In Carol's plight, Kidman proves she really isn't a fluke, providing brain for her beauty. She is down-to-earth, quick to avoid trouble but not without hesitation. It's her natural charismatic acting and bouncy hair-do that makes her lamest lines seem convincing. The same goes for the ever-welcome Daniel Craig, his Ben the nerdy cool to his Bond's suave cool. They carry the film, even to the film's biggest misstep in its warm ending; a product of re-shoots (courtesy of the Wachowski brothers, who also added a little nifty car chase), the end holds a certain level of credibility but feels too swift and contrived.

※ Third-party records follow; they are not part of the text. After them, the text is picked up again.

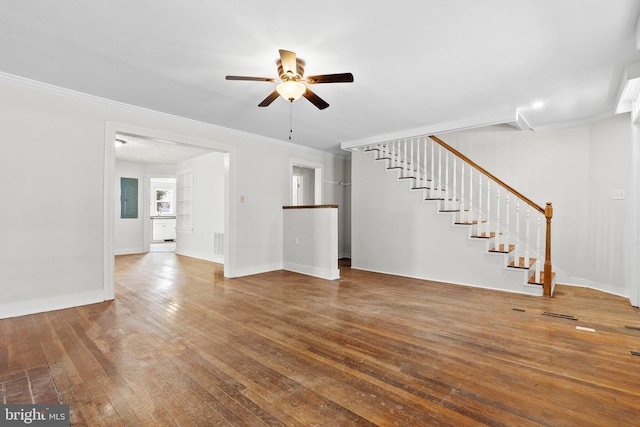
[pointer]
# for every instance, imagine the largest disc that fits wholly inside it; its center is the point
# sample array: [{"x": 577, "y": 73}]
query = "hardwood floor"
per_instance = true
[{"x": 182, "y": 345}]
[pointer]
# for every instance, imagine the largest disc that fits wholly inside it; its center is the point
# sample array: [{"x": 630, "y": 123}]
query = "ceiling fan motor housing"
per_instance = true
[{"x": 285, "y": 75}]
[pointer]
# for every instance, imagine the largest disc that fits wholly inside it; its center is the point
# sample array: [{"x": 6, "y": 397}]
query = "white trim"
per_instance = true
[
  {"x": 68, "y": 93},
  {"x": 111, "y": 129},
  {"x": 510, "y": 116},
  {"x": 309, "y": 270},
  {"x": 57, "y": 302},
  {"x": 249, "y": 271}
]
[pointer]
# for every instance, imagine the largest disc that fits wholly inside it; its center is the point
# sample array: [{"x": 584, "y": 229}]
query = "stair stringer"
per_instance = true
[{"x": 395, "y": 231}]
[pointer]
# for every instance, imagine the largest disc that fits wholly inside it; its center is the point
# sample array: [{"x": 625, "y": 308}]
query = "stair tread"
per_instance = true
[
  {"x": 532, "y": 279},
  {"x": 501, "y": 249},
  {"x": 484, "y": 235},
  {"x": 521, "y": 263}
]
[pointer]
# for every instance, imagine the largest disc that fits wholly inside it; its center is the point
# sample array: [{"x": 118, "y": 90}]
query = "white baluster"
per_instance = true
[
  {"x": 527, "y": 226},
  {"x": 446, "y": 181},
  {"x": 432, "y": 185},
  {"x": 479, "y": 226},
  {"x": 454, "y": 187},
  {"x": 497, "y": 237},
  {"x": 410, "y": 164},
  {"x": 506, "y": 241},
  {"x": 462, "y": 218},
  {"x": 488, "y": 226},
  {"x": 405, "y": 165},
  {"x": 516, "y": 250},
  {"x": 424, "y": 176},
  {"x": 417, "y": 165},
  {"x": 470, "y": 204},
  {"x": 538, "y": 260},
  {"x": 394, "y": 158},
  {"x": 439, "y": 171}
]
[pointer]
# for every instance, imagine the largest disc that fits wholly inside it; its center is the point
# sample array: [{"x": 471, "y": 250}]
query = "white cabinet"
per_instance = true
[{"x": 164, "y": 229}]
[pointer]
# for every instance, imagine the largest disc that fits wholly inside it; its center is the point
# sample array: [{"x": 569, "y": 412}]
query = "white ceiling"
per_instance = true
[
  {"x": 131, "y": 148},
  {"x": 415, "y": 63}
]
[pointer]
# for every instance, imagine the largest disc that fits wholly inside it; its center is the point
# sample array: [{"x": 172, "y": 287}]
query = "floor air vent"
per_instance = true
[{"x": 562, "y": 316}]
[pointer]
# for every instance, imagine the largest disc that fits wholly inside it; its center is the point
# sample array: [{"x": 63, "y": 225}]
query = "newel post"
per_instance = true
[{"x": 546, "y": 285}]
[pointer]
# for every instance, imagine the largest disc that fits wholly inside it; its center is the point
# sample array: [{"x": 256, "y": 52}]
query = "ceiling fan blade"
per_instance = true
[
  {"x": 315, "y": 99},
  {"x": 331, "y": 78},
  {"x": 288, "y": 61},
  {"x": 269, "y": 99},
  {"x": 253, "y": 79}
]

So it's not horrific or particularly thrilling, slightly unhinged by its boisterous editing when characters become frantic, but The Invasion at the very least is thought provoking. What really makes its happy ending happy, or an end at all? What's stopping America, the first to find a cure (after jumping to conclusions to report the invasion as a flu epidemic to simultaneously frighten but comfort the equally quick to jump American population), from turning around and using this as a contained weapon? The Invasion may never ask these questions, but in our age of paranoia and WMDs, it doesn't even have to. It just has to tell us a story; we fill in the blanks.